The son of German-Jewish parents, he had seen out the war in the Soviet Union, and had only recently returned from exile in Moscow to Berlin, to get a job with the Berliner Radio.
As a German, there was little chance of his being allowed to cover the trial, due to the huge number of scribes linked to the conquering Allied Powers who had descended on Nuremberg.
But Wolf was offered a spot with the Soviet Press delegation at the trial, after flashing an outdated Russian press pass. He was even given permission to stay at the then American-requisitioned Faber castle, on the Nuremberg outskirts, housing many of the international press representatives.
'The advantage of that was I didn't need to use a ration card, and got well fed by the U.S. Army,' he said, when interviewed in Berlin recently.
The East's former master-spy claimed work dominated his thoughts. 'I first learned how to use a telex there, and twice daily was allowed two 15-minute slots to file my copy on the morning and afternoon trial sessions.'
From 1946 onwards his radio commentaries were printed in the Berliner Zeitung, a local Berlin daily, but only rarely was he allowed to report on the trial via a direct phone hook-up with Berlin. When the trial verdicts were pronounced, his commentary was beamed to all German-speaking radio stations, including those in Austria and Switzerland. 'That was really something,' he said.
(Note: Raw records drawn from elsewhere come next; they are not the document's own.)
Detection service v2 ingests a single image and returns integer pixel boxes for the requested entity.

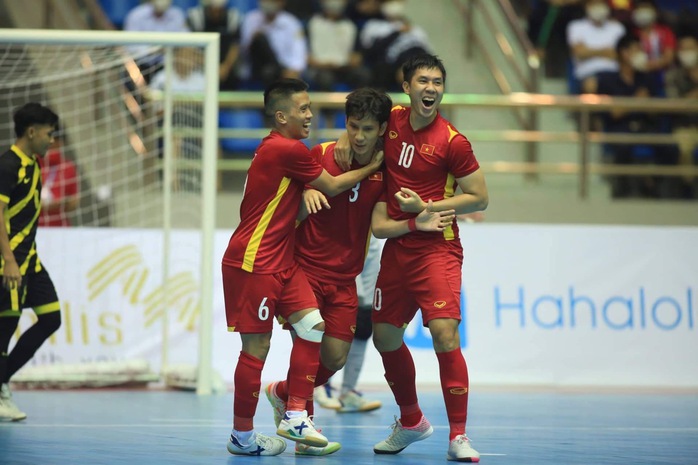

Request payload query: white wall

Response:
[14,224,698,388]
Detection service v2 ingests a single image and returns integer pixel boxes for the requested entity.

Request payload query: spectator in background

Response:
[520,0,584,77]
[359,0,431,92]
[241,0,308,86]
[39,133,80,227]
[150,47,206,191]
[124,0,189,82]
[567,0,625,93]
[187,0,241,90]
[347,0,383,30]
[632,0,676,97]
[584,34,671,198]
[666,35,698,197]
[307,0,371,91]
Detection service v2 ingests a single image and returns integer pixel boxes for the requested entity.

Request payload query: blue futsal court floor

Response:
[0,389,698,465]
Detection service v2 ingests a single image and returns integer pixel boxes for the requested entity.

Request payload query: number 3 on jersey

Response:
[397,142,414,168]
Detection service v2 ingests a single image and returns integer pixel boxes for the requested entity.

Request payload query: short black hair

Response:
[344,87,393,124]
[264,78,308,118]
[616,34,640,57]
[402,53,446,84]
[13,102,58,138]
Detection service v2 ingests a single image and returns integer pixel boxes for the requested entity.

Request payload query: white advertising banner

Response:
[21,224,698,388]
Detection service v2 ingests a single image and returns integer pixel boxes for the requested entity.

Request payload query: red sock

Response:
[286,337,320,411]
[233,351,264,431]
[380,343,422,427]
[436,349,470,440]
[315,362,337,387]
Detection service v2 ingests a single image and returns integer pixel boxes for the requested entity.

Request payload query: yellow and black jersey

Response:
[0,145,41,275]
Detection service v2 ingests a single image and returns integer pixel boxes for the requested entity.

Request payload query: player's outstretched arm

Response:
[309,151,383,197]
[395,169,489,215]
[371,200,456,239]
[0,201,22,289]
[334,132,354,171]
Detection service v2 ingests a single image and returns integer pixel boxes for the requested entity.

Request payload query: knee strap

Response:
[291,309,325,342]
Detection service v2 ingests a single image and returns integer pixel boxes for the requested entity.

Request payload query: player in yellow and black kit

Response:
[0,103,61,421]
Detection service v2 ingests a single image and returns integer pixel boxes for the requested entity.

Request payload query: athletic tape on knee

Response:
[291,309,324,342]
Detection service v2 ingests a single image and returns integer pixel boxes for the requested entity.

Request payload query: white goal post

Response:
[0,29,219,394]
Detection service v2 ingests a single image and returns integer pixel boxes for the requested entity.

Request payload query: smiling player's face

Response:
[402,68,444,119]
[284,92,313,139]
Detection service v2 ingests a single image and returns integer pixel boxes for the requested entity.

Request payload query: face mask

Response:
[587,5,611,23]
[381,1,405,18]
[630,52,649,71]
[153,0,172,13]
[259,0,281,15]
[633,8,657,27]
[322,0,346,15]
[677,50,698,68]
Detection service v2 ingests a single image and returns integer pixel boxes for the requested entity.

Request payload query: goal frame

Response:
[0,29,220,395]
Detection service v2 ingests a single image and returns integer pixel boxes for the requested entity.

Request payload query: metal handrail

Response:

Asked if there had been signs in Nuremberg that the East-West Cold War was about to descend on a divided Europe, Wolf says relations between the Russian and Western correspondents were always relaxed, and 'only towards the end of the trial was there a whiff of political tensions.'
Ernest Michel, now 82, who emigrated to the United States in 1946 after being a reporter-observer at the trial, says that because he was a survivor of the Nazi concentration camps, the Nuremberg trial deeply affected him. At one stage during the trial he had come face to face with Goering in his cell. 'That was a meeting I shall never forget,' he says.
Michel is currently on a visit to Germany. On November 22, he is to give a talk at the Jewish Museum in Berlin linked to the 60th anniversary of the Nuremberg Trials.